Q - Le freinage consisterait en quoi ?

R - Cela peut être en renforçant la politique de test, que ce soit sur la durée de validité, sur la fréquence, ce genre de mesure. Mais aujourd'hui, on le voit, on est capable aussi selon la situation sanitaire de faire évoluer des pays d'une couleur à l'autre. Je vous prends un cas très concret : on a placé l'Afrique australe en rouge écarlate et cela comprenait l'Ile Maurice au début. On a fait un travail avec Maurice et on a vu que les données sanitaires montraient que l'Omicron n'avait pas pénétré sur le territoire. Et donc, on a enlevé Maurice de la rouge écarlate. Donc ces classements sont évolutifs en fonction de la situation sanitaire, dans un sens et dans l'autre.

Q - Il faudra peut-être établir un motif impérieux pour voyager.
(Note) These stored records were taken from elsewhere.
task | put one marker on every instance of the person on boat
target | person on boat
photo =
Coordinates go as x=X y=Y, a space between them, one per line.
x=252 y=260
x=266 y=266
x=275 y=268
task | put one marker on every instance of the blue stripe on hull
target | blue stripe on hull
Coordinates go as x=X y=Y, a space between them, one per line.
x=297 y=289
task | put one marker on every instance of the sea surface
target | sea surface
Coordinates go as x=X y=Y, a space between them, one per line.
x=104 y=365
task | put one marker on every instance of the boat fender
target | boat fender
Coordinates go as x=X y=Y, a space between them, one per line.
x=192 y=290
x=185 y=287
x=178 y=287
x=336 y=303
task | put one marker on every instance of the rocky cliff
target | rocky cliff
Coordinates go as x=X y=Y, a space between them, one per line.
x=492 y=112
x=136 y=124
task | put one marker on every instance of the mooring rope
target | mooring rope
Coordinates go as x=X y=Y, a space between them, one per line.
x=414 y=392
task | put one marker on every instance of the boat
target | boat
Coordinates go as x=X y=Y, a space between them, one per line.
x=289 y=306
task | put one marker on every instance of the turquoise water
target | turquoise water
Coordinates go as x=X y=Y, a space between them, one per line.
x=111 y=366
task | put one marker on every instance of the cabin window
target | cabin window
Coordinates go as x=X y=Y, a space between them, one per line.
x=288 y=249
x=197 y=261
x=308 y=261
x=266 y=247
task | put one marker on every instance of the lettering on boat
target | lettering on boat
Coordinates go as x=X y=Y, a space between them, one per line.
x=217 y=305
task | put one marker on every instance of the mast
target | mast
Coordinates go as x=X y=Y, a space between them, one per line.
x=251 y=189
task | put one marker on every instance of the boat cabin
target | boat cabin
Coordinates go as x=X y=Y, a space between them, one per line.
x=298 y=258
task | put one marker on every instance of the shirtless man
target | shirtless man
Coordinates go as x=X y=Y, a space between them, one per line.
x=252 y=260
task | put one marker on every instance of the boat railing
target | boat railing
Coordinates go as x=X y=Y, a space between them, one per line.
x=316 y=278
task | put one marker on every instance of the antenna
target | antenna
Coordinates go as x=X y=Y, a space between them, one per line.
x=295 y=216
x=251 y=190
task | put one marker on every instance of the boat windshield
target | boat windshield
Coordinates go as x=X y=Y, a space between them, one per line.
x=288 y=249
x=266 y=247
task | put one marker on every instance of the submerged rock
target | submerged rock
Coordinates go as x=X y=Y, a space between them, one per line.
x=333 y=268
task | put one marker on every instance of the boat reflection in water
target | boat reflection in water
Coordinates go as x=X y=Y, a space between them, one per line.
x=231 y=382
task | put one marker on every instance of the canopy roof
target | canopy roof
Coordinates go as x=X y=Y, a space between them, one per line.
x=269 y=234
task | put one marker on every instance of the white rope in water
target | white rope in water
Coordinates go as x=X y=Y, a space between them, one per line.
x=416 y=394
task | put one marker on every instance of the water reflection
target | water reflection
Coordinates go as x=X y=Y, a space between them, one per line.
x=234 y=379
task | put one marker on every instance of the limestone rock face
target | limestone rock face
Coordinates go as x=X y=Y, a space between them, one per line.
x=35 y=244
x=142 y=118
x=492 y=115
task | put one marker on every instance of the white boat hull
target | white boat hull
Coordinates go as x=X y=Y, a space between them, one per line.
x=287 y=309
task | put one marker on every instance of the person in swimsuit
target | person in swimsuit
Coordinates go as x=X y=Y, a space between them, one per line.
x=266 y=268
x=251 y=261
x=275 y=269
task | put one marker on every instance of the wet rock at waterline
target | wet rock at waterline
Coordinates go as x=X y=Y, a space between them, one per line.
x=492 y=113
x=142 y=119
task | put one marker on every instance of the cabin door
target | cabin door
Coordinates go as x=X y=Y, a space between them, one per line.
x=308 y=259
R - C'est ce qui a été mis en place pour les échanges avec le Royaume-Uni, puisqu'on souhaite restreindre les déplacements à l'essentiel. Et encore une fois j'insiste : cela ne concerne pas les Français établis hors de France, établis au Royaume-Uni, parce qu'il y a ce droit inaliénable et c'est très important de le dire à votre antenne. Naturellement, il y a aussi beaucoup d'émotion, forcément, on peut le comprendre, puisque les gens se sont organisés aussi pour revenir et ils pourront le faire, eux.

Q - Cela veut dire que cela aura un impact sur le tourisme, non ?

R - On a eu un bel été indien, une belle arrière-saison, la saison d'hiver s'annonce plutôt bonne. Mais on risque d'avoir sur certaines clientèles, britanniques et peut-être nordiques, une moindre affluence, mais je pense que l'on peut compenser avec les clientèles françaises. Vous m'avez souvent entendu appeler à l'été bleu-blanc-rouge, j'appelle aussi à l'hiver bleu-blanc-rouge. J'ai aussi connaissance d'un certain nombre de Français qui souhaitaient réserver, ne trouvaient plus de place... Quelque part, c'est aussi une incitation à réorienter un certain nombre d'annulations, de les remettre sur le marché pour les clientèles françaises qui seraient désireuses de s'y rendre.

Q - Est-ce qu'on peut faire un bilan sur l'année 2021 ?

R - Il est un peu précoce de faire le bilan global, parce qu'on a eu, vous le savez, un premier semestre qui a été quand même soumis à certaines restrictions, un été qui a très bien marché, un été indien très correct, mais il est un peu trop tôt. Il y a quand même une bonne reprise globalement. Mais tout cela reste encore très évolutif. C'est l'inattendu permanent, ce virus ! On le voit avec l'émergence encore de ce variant Omicron (...).